Every year, Australians eagerly await their tax refunds, hoping for a pleasant financial boost. However, it can be disheartening to discover that this year's refund, in the 2023 tax return, is lower than expected, especially if it's considerably lower than previous years.
Various factors can contribute to a reduced tax refund, leaving individuals wondering why they're not receiving as much back from the taxman as before. In this article, we'll delve into:
- the concept of tax refunds, how they come about, and why they are not an automatic entitlement.
- why your tax return might be lower this year compared to the last four years (2019 - 2022 financial years) and
- the common factors that can cause a tax bill in your tax return
The concept of a tax refund and what drives a tax refund
First, let’s look at what exactly is a tax refund and why it might differ from year to year.
A tax refund is the amount of money returned to you, the taxpayer, when you have efectively overpaid your taxes throughout the year.
In Australia, taxes are typically withheld from your wages by your employer, based on the information you provided in the Tax File Number Declaration. This withholding is designed to be roughly equivalent to the income tax levied on your particular annual income, ensuring that come tax time, you won't have a large sum to pay.

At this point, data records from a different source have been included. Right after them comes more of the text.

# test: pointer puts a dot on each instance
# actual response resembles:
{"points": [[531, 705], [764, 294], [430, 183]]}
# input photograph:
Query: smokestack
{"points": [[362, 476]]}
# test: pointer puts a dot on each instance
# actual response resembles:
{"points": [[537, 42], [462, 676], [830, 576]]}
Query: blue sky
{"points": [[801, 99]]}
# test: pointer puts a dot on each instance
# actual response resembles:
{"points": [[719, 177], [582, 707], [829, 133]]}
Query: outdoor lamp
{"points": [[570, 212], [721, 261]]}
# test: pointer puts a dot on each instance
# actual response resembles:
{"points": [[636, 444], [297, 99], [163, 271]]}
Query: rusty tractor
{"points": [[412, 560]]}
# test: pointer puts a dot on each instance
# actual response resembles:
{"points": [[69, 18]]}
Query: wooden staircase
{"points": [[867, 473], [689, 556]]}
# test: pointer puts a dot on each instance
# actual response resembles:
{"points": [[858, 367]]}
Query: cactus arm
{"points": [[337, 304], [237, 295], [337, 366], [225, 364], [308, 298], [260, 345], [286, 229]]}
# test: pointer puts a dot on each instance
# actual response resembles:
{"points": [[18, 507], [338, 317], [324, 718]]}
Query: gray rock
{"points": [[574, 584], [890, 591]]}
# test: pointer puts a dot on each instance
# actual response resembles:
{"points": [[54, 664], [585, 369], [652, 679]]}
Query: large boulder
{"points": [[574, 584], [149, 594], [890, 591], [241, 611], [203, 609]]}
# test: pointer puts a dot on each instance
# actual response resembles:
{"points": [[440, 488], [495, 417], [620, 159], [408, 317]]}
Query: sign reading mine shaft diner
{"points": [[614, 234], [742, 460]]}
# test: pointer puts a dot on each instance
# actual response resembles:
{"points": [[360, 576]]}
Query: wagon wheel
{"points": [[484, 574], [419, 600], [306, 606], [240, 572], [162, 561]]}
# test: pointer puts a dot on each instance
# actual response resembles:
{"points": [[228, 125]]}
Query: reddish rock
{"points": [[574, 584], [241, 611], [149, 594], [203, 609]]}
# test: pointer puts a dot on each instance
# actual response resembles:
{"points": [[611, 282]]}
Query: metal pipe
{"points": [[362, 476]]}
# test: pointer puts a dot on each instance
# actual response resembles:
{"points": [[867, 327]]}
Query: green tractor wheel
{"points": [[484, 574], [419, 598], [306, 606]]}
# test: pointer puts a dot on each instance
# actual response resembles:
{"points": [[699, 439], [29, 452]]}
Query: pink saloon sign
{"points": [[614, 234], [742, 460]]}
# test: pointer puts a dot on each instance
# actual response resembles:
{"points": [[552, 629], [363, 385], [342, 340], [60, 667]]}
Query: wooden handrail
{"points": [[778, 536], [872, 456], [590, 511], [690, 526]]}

If the exact amount of tax you owe is withheld from your salary, you'll neither owe money nor receive a refund. If your employer or employers, happen to withhold more tax from your wages than what is legally required, the difference will be returned as a tax refund. To further increase your tax refund, or reduce a tax liability, tax deductible expenses can be included to reduce your taxable income. Whenever your taxable income decreases, the amount of tax withheld becomes more than what was necessary to withhold and the excess is refunded as a tax refund. Your eligibility for various tax offsets can further increase your tax refund or decrease your tax liability.

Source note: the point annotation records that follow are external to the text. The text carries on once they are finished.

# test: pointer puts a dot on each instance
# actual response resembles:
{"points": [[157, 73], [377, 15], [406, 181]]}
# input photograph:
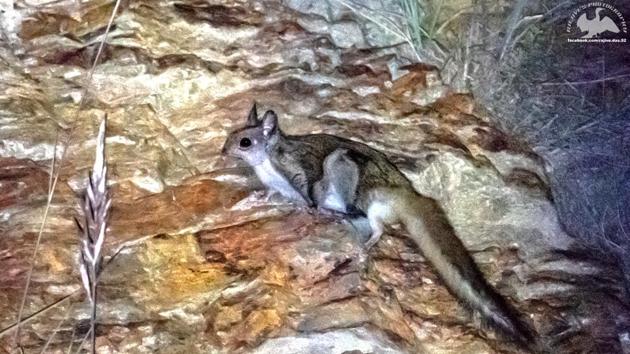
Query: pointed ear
{"points": [[252, 118], [270, 123]]}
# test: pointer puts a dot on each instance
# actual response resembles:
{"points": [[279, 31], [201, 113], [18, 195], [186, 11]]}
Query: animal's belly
{"points": [[276, 181]]}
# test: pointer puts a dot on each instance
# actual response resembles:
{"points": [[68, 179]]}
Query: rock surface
{"points": [[200, 261]]}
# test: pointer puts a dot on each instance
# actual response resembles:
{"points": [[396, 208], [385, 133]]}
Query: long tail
{"points": [[428, 226]]}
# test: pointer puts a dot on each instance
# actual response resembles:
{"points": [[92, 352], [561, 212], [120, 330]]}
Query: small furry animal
{"points": [[350, 177]]}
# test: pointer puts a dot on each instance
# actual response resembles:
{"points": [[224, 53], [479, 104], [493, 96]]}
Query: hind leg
{"points": [[337, 188]]}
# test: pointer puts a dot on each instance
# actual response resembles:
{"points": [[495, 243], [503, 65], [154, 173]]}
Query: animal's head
{"points": [[250, 142]]}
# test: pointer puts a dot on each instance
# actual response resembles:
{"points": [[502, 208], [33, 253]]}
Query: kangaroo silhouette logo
{"points": [[608, 24], [599, 24]]}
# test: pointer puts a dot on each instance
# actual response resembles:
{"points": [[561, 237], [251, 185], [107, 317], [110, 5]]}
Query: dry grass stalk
{"points": [[95, 206]]}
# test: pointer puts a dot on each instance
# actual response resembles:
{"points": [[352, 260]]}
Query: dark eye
{"points": [[245, 143]]}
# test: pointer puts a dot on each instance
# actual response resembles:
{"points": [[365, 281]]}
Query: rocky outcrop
{"points": [[201, 261]]}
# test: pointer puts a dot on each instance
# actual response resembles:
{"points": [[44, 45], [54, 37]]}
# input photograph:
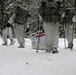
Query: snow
{"points": [[25, 61]]}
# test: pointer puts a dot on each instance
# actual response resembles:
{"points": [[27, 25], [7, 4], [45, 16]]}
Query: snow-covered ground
{"points": [[17, 61]]}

Some taxpayers are surprised to learn that a tax refund is not guaranteed. The amount of tax withheld from your wages isn't some arbitrary figure and nor is it designed to result in a refund of tax each year. Rather, it's calculated to align with your expected tax obligation based on factors such as your tax residency, total taxable income, and a number of other personal and financial factors.
The following factors are just some that can influence your tax refund, or liability.
Removal of the Low and Middle Income Tax Offset
The removal of the Low and Middle Income Tax Offset (LMITO), from the 2023 financial year onward, has had a significant impact on tax refunds in Australia.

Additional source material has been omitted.